Ingredients:
1 turnip, peeled and cut into cubes
3 tbsp olive oil
Salt and pepper
1 onion, diced
1 garlic clove, minced
2 celery stalks, chopped
1 carrot, chopped
1 parsnip, chopped
6 stalks fresh thyme, leaves only 2l vegetable stock
160ml cream
1 tbsp fresh thyme leaves, to garnish
Method
1. Preheat the oven to 200°C/400°F/Gas 6.
2. Place the turnip cubes onto a roasting tray. Drizzle over 2 tbsp of olive oil and season with a little salt and black pepper.
3. Transfer to the oven and bake for 30 minutes until golden and tender.

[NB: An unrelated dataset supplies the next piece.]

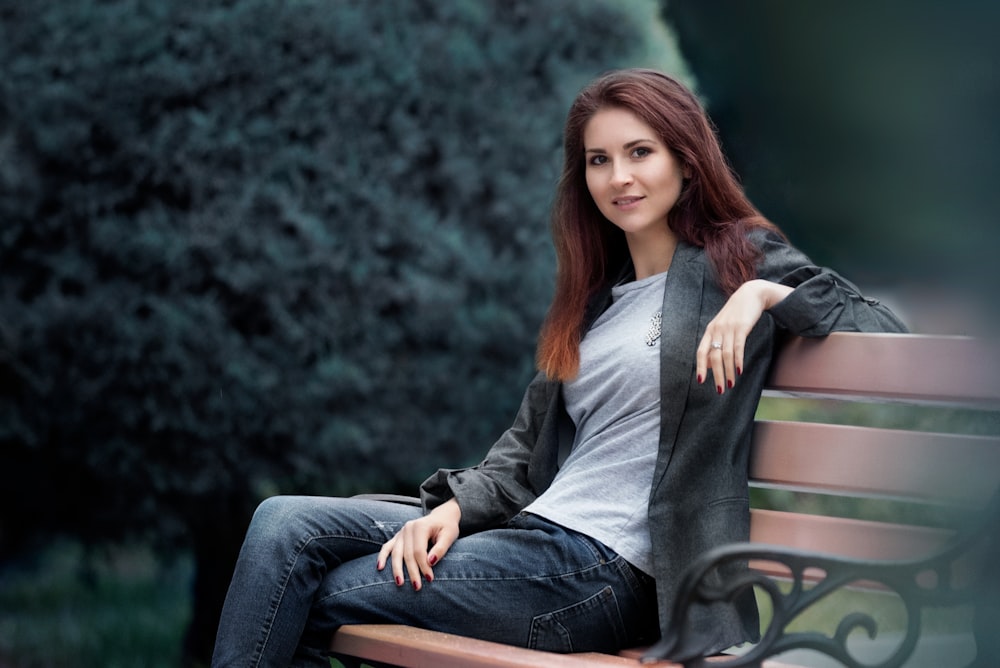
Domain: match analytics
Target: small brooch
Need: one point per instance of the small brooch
(653, 333)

4. Meanwhile heat 1 tbsp olive oil in a large saucepan, add in the onion, garlic, celery, carrots and thyme leaves and fry for 5 minutes until softened.
5. Add the roasted turnip to the saucepan and pour over the stock. Bring to the boil, then cover, lower the heat and simmer for 25 minutes.
6. Puree the soup with a stick blender or using a food processor until smooth.
7. Pour in most of the cream and stir through, heating gently.
8. Serve with a swirl of cream, some thyme leaves and black pepper.